From humble roots at a single naval hospital in Philadelphia in 1812, the U.S. veterans healthcare system has expanded into the biggest healthcare system in the country, with 172 hospitals and more than 700 clinics, nursing homes and other facilities.
VA hospitals admitted 671,000 patients in federal fiscal 1997, and veterans visited ambulatory clinics nearly 32 million times. In May 1998, 3.3 million veterans were enrolled in VA primary-care plans. Of those, nearly 1.9 million qualified for care because of their income.
The sprawling system is shaped as much by pork-barrel politics as it is by veterans' needs. Many of the VA facilities are concentrated in Northeastern urban centers partly because of affiliations with large academic medical centers. But as they've aged, many veterans have moved from those centers to the Sun Belt.
Cities including Boston, Chicago, Cleveland and New York have multiple VA medical centers and dwindling veteran populations.
Other medical centers are, surprisingly, in rural communities in the South and West, because chairmen of powerful congressional committees and subcommittees wanted those facilities built in their home states or districts.
This maldistribution of facilities and the distance many veterans have to travel to get to them have reduced access for many.
The VA has sought to equalize access, however, by putting all 22 of its integrated networks on capitated budgets. That move caused financial losses for seven networks, all in the Northeast and Great Lakes states; the rest have made money.
It wasn't always so. In the early 19th century, the federal government's safety net for combat-wounded soldiers consisted of homes for disabled veterans. The first, the Naval Home in Philadelphia, opened in 1812. It was followed by the Soldier's Home and St. Elizabeth's Hospital, built in Washington in the mid-19th century.
After the Civil War, local branches of the National Home for Disabled Volunteer Soldiers, established largely as a residence for disabled soldiers, also began providing medical care to disabled and indigent veterans.
During World War I, there were more than 200,000 wounded U.S. soldiers. The armed forces hospitals didn't have enough beds to treat all disabled patients through recovery. After the war, the federal government transferred responsibility of disabled veterans to the Public Health Service.

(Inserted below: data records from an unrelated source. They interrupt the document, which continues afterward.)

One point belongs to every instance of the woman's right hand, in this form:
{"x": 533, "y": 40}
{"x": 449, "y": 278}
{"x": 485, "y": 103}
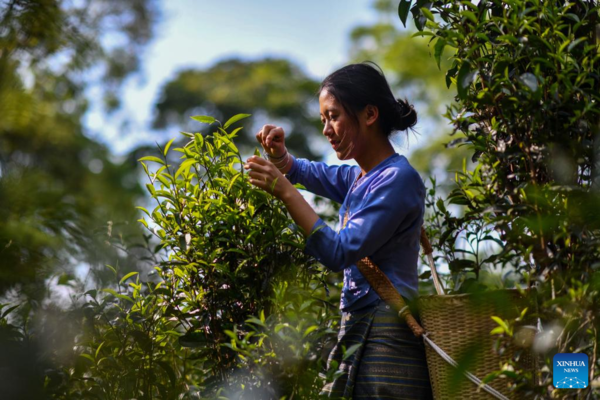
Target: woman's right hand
{"x": 272, "y": 139}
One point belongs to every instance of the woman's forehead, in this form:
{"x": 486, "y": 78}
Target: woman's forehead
{"x": 327, "y": 101}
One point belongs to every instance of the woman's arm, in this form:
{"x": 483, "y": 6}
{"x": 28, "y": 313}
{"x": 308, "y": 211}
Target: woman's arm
{"x": 331, "y": 181}
{"x": 267, "y": 177}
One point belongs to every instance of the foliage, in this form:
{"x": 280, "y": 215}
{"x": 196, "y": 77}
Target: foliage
{"x": 232, "y": 309}
{"x": 273, "y": 90}
{"x": 58, "y": 187}
{"x": 527, "y": 83}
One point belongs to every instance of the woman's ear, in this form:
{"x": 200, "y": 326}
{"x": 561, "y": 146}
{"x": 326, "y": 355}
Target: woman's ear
{"x": 371, "y": 113}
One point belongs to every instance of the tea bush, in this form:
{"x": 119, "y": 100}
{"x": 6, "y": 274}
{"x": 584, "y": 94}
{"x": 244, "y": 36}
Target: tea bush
{"x": 238, "y": 310}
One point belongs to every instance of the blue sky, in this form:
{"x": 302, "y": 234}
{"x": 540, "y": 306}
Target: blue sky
{"x": 314, "y": 34}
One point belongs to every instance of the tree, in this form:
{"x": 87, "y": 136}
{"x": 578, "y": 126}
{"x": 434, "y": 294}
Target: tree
{"x": 58, "y": 187}
{"x": 407, "y": 60}
{"x": 526, "y": 74}
{"x": 272, "y": 90}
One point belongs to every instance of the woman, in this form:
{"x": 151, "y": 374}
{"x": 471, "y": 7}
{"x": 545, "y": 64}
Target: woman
{"x": 384, "y": 198}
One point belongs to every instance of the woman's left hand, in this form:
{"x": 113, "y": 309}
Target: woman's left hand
{"x": 264, "y": 173}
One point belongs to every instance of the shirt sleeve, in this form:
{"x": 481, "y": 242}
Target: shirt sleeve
{"x": 392, "y": 204}
{"x": 331, "y": 181}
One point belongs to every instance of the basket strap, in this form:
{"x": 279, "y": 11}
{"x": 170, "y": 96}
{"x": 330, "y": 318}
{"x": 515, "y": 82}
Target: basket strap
{"x": 469, "y": 375}
{"x": 388, "y": 293}
{"x": 428, "y": 251}
{"x": 384, "y": 288}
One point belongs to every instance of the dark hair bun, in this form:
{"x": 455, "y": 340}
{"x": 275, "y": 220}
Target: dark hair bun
{"x": 405, "y": 116}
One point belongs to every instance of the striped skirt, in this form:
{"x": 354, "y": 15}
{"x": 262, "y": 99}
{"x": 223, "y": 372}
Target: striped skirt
{"x": 384, "y": 359}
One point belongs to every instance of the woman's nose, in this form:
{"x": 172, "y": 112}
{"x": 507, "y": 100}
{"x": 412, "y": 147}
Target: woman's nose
{"x": 327, "y": 130}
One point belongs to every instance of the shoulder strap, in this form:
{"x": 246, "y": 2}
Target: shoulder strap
{"x": 384, "y": 288}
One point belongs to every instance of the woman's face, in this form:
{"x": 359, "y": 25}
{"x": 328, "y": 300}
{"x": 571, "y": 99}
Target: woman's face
{"x": 340, "y": 128}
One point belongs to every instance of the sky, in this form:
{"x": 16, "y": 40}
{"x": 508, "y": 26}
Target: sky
{"x": 313, "y": 34}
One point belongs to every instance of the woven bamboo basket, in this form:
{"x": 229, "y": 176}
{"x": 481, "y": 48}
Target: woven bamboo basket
{"x": 461, "y": 325}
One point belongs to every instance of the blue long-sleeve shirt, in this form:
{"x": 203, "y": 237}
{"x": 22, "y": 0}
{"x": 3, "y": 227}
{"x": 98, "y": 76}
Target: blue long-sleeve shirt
{"x": 385, "y": 215}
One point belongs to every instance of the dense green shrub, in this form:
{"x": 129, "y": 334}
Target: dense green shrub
{"x": 527, "y": 78}
{"x": 235, "y": 309}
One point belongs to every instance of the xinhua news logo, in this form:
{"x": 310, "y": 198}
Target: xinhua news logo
{"x": 570, "y": 370}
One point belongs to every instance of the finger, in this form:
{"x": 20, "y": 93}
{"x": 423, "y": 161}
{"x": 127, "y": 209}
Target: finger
{"x": 265, "y": 133}
{"x": 264, "y": 168}
{"x": 252, "y": 161}
{"x": 275, "y": 136}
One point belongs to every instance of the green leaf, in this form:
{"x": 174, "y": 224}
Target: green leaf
{"x": 120, "y": 296}
{"x": 193, "y": 339}
{"x": 439, "y": 50}
{"x": 89, "y": 357}
{"x": 129, "y": 275}
{"x": 152, "y": 158}
{"x": 98, "y": 349}
{"x": 469, "y": 15}
{"x": 235, "y": 119}
{"x": 205, "y": 119}
{"x": 112, "y": 269}
{"x": 428, "y": 14}
{"x": 167, "y": 146}
{"x": 403, "y": 9}
{"x": 464, "y": 79}
{"x": 185, "y": 167}
{"x": 309, "y": 330}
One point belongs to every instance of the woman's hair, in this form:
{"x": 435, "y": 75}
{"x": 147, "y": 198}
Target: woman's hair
{"x": 357, "y": 85}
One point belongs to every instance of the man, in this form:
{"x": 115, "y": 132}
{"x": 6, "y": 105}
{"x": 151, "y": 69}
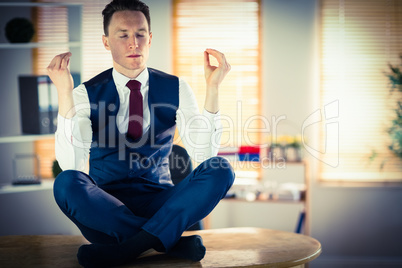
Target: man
{"x": 125, "y": 118}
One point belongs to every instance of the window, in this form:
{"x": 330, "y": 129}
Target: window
{"x": 52, "y": 24}
{"x": 232, "y": 27}
{"x": 358, "y": 40}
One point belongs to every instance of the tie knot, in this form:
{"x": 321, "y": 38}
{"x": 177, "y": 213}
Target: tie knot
{"x": 133, "y": 85}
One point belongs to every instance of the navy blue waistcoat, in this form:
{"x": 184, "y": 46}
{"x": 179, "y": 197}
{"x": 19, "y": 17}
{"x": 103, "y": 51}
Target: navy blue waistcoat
{"x": 114, "y": 157}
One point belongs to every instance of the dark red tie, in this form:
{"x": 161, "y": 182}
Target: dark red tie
{"x": 135, "y": 110}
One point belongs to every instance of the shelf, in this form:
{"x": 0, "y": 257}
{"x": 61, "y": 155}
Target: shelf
{"x": 25, "y": 138}
{"x": 38, "y": 45}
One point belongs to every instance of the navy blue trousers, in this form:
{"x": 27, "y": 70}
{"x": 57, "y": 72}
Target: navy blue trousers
{"x": 114, "y": 213}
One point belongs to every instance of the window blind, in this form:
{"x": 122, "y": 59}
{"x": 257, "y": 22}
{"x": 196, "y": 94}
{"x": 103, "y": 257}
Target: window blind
{"x": 232, "y": 27}
{"x": 52, "y": 26}
{"x": 358, "y": 40}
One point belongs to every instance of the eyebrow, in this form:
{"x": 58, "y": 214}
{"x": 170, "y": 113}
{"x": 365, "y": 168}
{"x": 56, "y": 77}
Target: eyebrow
{"x": 124, "y": 30}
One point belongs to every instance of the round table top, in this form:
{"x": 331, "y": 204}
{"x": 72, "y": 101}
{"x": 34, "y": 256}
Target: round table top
{"x": 228, "y": 247}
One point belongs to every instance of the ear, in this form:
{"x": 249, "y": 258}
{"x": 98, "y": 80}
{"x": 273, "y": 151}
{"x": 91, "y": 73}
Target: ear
{"x": 105, "y": 41}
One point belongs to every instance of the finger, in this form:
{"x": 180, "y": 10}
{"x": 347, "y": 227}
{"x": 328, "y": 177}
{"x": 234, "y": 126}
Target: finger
{"x": 65, "y": 60}
{"x": 55, "y": 64}
{"x": 206, "y": 59}
{"x": 216, "y": 54}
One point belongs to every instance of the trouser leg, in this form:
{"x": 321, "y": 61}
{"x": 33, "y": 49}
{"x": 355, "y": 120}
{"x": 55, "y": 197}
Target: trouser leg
{"x": 191, "y": 200}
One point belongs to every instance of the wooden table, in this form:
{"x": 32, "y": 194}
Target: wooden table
{"x": 229, "y": 247}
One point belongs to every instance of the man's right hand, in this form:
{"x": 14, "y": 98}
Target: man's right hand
{"x": 60, "y": 75}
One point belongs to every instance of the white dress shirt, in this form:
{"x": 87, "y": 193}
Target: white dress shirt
{"x": 200, "y": 133}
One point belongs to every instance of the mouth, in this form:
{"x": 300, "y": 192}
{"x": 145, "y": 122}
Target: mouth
{"x": 134, "y": 56}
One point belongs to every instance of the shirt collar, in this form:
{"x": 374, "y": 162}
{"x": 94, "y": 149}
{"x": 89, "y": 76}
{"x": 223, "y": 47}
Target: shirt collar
{"x": 121, "y": 80}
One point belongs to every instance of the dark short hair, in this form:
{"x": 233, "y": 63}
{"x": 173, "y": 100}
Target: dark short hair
{"x": 121, "y": 5}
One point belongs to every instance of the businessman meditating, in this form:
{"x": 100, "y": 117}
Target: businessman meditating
{"x": 124, "y": 120}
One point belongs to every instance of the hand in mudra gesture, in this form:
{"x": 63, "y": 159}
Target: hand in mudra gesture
{"x": 59, "y": 73}
{"x": 214, "y": 75}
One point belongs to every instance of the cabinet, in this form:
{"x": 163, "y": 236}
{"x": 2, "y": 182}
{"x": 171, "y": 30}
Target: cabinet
{"x": 17, "y": 59}
{"x": 279, "y": 212}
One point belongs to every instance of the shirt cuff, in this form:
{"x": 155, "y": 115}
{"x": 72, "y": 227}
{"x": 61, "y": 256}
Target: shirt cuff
{"x": 214, "y": 119}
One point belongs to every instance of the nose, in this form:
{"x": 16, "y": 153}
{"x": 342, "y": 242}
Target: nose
{"x": 133, "y": 43}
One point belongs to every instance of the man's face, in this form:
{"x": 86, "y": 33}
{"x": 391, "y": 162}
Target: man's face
{"x": 129, "y": 41}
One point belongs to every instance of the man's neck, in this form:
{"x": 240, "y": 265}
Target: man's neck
{"x": 132, "y": 74}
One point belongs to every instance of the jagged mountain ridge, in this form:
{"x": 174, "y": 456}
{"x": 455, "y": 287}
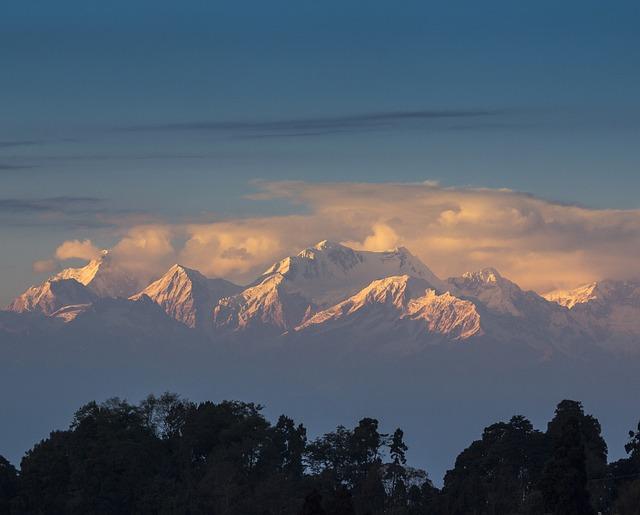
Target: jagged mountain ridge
{"x": 188, "y": 296}
{"x": 345, "y": 294}
{"x": 609, "y": 308}
{"x": 399, "y": 303}
{"x": 318, "y": 277}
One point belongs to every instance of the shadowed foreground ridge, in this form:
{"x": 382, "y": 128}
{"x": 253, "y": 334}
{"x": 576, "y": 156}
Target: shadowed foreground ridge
{"x": 169, "y": 455}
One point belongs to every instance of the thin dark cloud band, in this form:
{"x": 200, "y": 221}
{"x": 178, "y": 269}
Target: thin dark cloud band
{"x": 313, "y": 126}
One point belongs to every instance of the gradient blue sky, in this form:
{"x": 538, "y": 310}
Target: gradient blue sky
{"x": 165, "y": 109}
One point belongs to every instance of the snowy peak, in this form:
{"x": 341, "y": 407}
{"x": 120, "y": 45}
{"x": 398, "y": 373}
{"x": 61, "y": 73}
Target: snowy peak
{"x": 318, "y": 277}
{"x": 400, "y": 303}
{"x": 497, "y": 293}
{"x": 269, "y": 306}
{"x": 186, "y": 295}
{"x": 52, "y": 295}
{"x": 329, "y": 272}
{"x": 599, "y": 292}
{"x": 103, "y": 276}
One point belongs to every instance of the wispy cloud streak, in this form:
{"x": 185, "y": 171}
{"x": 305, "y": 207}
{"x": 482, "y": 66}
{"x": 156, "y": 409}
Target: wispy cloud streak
{"x": 322, "y": 125}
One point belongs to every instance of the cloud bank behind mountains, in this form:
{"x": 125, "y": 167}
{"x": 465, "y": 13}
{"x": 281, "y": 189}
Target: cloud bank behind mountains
{"x": 538, "y": 243}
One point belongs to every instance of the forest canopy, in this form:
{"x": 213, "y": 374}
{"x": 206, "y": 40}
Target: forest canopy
{"x": 169, "y": 455}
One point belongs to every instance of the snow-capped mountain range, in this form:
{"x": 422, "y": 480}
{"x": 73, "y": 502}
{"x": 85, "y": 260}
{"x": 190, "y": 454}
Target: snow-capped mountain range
{"x": 333, "y": 292}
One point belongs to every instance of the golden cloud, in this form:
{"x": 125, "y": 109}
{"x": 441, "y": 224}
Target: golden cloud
{"x": 538, "y": 243}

But even with new hospitals, the federal government could not meet the needs of the returning disabled veterans and had to contract with local hospitals for care. The National Homes for Disabled Volunteer Soldiers also increased the intensity of care it provided, so that by the late 1920s, it was equivalent to hospital care.
With more than 670,000 wounded in World War II, the federal government vastly expanded the healthcare mission of its Veterans Administration. From 1942 to 1950, the VA grew to 151 facilities from 97 hospitals. Many of those were converted hotels, tuberculosis sanitariums and military hospitals.